In answer to the campaigners, the first myth to dispel is that the railway companies have done nothing in the past year to improve safety. That is patently wrong. While Gerald Corbett, Railtrack’s Chief Executive, has banged on a bit too much about how there is so much more investment going into the railways, he has been right to point to improved procedures in dealing with signals where there have been multiple SPADs, the speeded-up programme to introduce TPWS and the reduction in broken rails.

Secondly, the notion that after all the fuss is over, railway managers will simply go back to their old ways is wrong-headed. To take one example. Under new regulations which come into force at the end of this year, the safety cases of rail companies will not only have to set out how their operations will be safe, but, more important, how they will get safer year-on-year. That is a step-change which will force the industry to focus on safety in every aspect of its work.

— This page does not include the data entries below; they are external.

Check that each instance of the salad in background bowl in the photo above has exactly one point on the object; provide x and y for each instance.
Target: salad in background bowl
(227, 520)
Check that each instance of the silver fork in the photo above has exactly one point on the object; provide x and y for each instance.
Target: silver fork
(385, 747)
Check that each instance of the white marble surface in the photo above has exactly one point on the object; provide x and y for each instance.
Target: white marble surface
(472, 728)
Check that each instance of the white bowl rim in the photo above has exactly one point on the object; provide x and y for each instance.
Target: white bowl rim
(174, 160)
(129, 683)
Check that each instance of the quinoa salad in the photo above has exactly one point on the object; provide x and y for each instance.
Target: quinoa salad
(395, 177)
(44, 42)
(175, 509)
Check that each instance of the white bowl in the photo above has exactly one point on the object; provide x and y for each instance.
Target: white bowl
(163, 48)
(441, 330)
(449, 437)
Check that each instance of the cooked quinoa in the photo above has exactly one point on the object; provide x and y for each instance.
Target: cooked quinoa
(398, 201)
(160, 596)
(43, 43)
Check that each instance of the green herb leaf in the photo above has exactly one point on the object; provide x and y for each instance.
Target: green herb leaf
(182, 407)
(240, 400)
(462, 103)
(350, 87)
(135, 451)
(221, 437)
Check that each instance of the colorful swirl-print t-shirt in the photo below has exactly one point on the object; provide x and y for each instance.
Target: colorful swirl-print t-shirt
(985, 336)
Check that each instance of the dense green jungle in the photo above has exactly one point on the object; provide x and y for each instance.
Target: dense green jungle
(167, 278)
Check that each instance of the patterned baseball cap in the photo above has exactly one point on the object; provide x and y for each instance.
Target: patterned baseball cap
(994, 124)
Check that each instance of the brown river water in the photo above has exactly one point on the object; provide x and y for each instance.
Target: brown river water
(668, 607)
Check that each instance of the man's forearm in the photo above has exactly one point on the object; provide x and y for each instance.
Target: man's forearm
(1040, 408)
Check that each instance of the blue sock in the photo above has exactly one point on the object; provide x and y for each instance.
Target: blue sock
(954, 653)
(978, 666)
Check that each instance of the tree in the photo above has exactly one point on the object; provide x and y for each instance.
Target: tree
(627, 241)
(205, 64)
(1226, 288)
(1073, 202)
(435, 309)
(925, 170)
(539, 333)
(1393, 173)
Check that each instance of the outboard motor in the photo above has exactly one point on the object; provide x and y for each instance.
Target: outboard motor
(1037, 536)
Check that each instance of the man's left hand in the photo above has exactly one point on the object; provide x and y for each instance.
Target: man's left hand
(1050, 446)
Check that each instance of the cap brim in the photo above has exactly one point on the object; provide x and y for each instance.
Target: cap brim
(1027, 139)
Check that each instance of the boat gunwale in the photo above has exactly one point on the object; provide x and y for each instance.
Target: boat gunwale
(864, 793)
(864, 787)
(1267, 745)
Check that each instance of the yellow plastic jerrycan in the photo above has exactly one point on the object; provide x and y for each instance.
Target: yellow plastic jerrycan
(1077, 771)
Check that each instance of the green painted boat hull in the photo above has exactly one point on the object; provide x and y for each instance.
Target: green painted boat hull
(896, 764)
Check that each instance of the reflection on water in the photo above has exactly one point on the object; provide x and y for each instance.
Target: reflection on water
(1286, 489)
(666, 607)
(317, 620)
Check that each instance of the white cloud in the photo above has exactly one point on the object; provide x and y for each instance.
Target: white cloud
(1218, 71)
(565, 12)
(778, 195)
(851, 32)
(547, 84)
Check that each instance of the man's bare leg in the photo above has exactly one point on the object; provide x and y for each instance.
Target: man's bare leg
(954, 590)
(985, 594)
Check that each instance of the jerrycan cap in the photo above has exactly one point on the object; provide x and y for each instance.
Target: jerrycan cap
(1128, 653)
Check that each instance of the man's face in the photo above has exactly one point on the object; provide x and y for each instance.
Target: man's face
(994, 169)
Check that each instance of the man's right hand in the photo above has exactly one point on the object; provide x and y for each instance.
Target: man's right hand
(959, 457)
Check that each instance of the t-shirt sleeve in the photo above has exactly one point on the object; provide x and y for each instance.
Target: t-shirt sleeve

Is this all being too kind to the railway companies? Probably not, but we will have to see what they do in the aftermath of the Cullen report, which is expected to be published in the middle of next year. Will they accept the criticism and even chop off a few heads if necessary, or will they adopt the bunker mentality which certainly seems to have been Thames’s hallmark over the past year? By then, many improvements should be clear to the passengers and they should be able to respond to any criticism robustly. If they are not able to do so, it will show they have failed to heed the lessons of Ladbroke Grove.

So, to answer the question posed at the top: yes, the railways probably are somewhat safer. But they already were the safest form of travel by a long way, so in a sense the question is an irrelevance. There are, however, several areas of concern. First, as the latest figures show, the performance of the railway is deteriorating sharply in terms of punctuality. Laterunning trains, as Gerald Corbett has explained to me in the past, mean more red signals and therefore more risk of SPADs. The deterioration is, too, potentially a result of a casual attitude which also increases risk.

The extra investment coming into the railway is, ironically, an added risk in the short term. More possessions and temporary signalling procedures is another risk factor. And we have the rise in vandalism already mentioned. So yes, Ladbroke Grove has resulted in some improvements, but there are dangers ahead as there always will be when you have large object moving around at 125mph.